I doubted this, as I’d done many jobs and seen many things. His assertions didn’t matter anyway since it wasn’t really possible to bring down the entire corporation in any real sense. It operated within thousands of smaller units and didn’t exactly have unified oversight of every little detail.
It became certain for me that the information from this man was suspect. Not that any of the corporations had the most stellar record or firm ethics, but he carried an obvious madness. I nearly decided to leave and let him doomsay at someone more patient. Still, I wouldn’t be too inconvenienced to hear him out.

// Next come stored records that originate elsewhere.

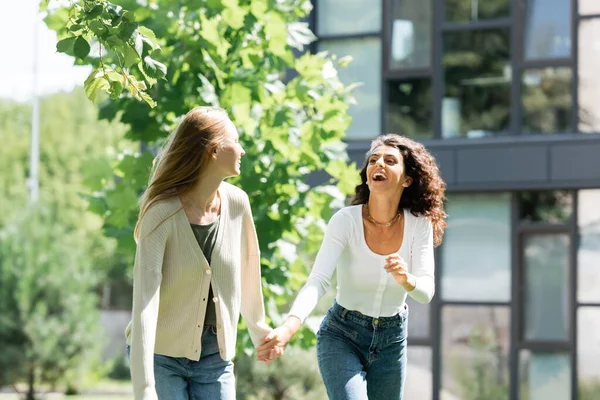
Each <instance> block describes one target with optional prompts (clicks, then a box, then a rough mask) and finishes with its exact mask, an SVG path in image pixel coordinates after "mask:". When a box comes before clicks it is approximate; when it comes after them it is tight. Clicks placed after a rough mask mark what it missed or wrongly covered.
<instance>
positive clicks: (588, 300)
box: [311, 0, 600, 400]
mask: <svg viewBox="0 0 600 400" xmlns="http://www.w3.org/2000/svg"><path fill="white" fill-rule="evenodd" d="M313 5H314V11H313V14H312V16H311V24H312V28H313V31H314V32H315V33H316V34H317V36H318V37H319V40H318V41H317V42H316V43H315V44H314V48H313V49H312V50H313V51H324V50H327V51H330V52H331V53H333V54H336V55H338V56H345V55H351V56H352V57H353V62H352V63H351V64H350V65H349V66H348V67H347V68H345V69H342V70H340V72H339V74H340V77H341V78H342V80H343V81H344V82H346V83H349V82H363V83H364V85H363V86H361V87H360V88H358V90H357V91H356V99H357V104H356V105H354V106H352V107H351V110H350V113H351V114H352V116H353V122H352V125H351V126H350V128H349V129H348V132H347V138H346V140H347V142H348V150H349V154H350V156H351V158H352V160H354V161H357V163H358V164H362V162H363V157H364V154H365V152H366V151H367V149H368V145H369V141H370V140H371V139H372V138H374V137H375V136H377V135H379V134H381V133H386V132H397V133H402V134H404V135H407V136H410V137H412V138H415V139H417V140H419V141H422V142H423V143H424V144H425V145H426V146H427V147H428V148H429V149H430V150H431V152H432V153H433V154H434V155H435V156H436V159H437V160H438V163H439V165H440V168H441V171H442V175H443V177H444V179H445V181H446V183H447V184H448V196H447V197H448V201H447V212H448V214H449V218H448V229H447V231H446V235H445V237H444V243H443V244H442V246H441V247H440V248H439V249H438V250H437V259H436V261H437V277H436V279H437V288H438V290H437V294H436V297H435V299H434V301H433V302H432V303H431V304H429V305H426V306H423V305H419V304H415V303H410V307H411V311H410V321H409V348H410V351H409V365H410V367H409V372H408V382H407V394H406V396H407V398H408V399H409V400H411V399H419V400H428V399H435V400H437V399H448V400H450V399H465V400H492V399H493V400H496V399H527V400H537V399H544V400H567V399H581V400H584V399H600V361H599V360H600V135H599V133H600V0H313Z"/></svg>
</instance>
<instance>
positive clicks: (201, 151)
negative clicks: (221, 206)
mask: <svg viewBox="0 0 600 400" xmlns="http://www.w3.org/2000/svg"><path fill="white" fill-rule="evenodd" d="M228 121H229V116H228V115H227V112H226V111H225V110H223V109H221V108H217V107H204V106H200V107H195V108H193V109H192V110H190V111H189V112H188V113H187V114H186V115H185V117H184V118H183V120H182V121H181V123H180V124H179V126H178V127H177V129H176V130H175V131H174V132H173V133H172V134H171V135H170V136H169V138H168V139H167V141H166V143H165V145H164V146H163V148H162V150H161V151H160V153H159V155H158V156H157V157H156V159H155V160H154V163H153V166H152V172H151V174H150V180H149V182H148V187H147V189H146V190H145V192H144V194H143V195H142V196H141V198H140V203H139V208H140V213H139V217H138V221H137V224H136V225H135V230H134V234H133V235H134V238H135V239H137V238H138V236H139V229H140V222H141V220H142V218H143V217H144V215H145V214H146V212H147V211H148V209H149V208H150V207H151V206H152V205H153V204H155V203H156V202H158V201H161V200H164V199H167V198H169V197H173V196H176V195H180V194H185V193H186V192H187V191H189V190H190V189H191V188H192V187H193V186H194V184H195V183H196V182H197V181H198V178H199V177H200V172H201V171H202V169H203V168H204V167H205V166H206V164H207V163H208V161H209V160H210V155H211V152H212V151H214V149H216V148H217V147H218V146H219V145H220V144H221V143H222V142H223V140H224V137H225V132H226V131H225V128H226V123H227V122H228ZM155 229H156V228H155Z"/></svg>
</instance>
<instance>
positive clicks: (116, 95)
mask: <svg viewBox="0 0 600 400" xmlns="http://www.w3.org/2000/svg"><path fill="white" fill-rule="evenodd" d="M122 92H123V84H122V83H121V82H119V81H112V82H111V83H110V88H109V89H108V93H109V94H110V98H111V99H113V100H116V99H118V98H119V96H120V95H121V93H122Z"/></svg>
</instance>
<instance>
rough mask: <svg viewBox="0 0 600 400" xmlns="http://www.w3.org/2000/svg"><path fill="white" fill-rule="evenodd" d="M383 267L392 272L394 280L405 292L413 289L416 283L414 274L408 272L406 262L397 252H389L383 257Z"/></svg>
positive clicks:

“Very well,” I said. “I will take your message to those who may act upon it. I don’t guarantee results, and I am not a champion for your cause.” This was utter honesty. I intended to tell someone as long as the story had details applicable to my search. I didn’t tell him what I suspected: no one in the entire galaxy would care even if his tale was dripping with the truth. “So tell me, what is this big secret about Ivan which is so embarrassing?”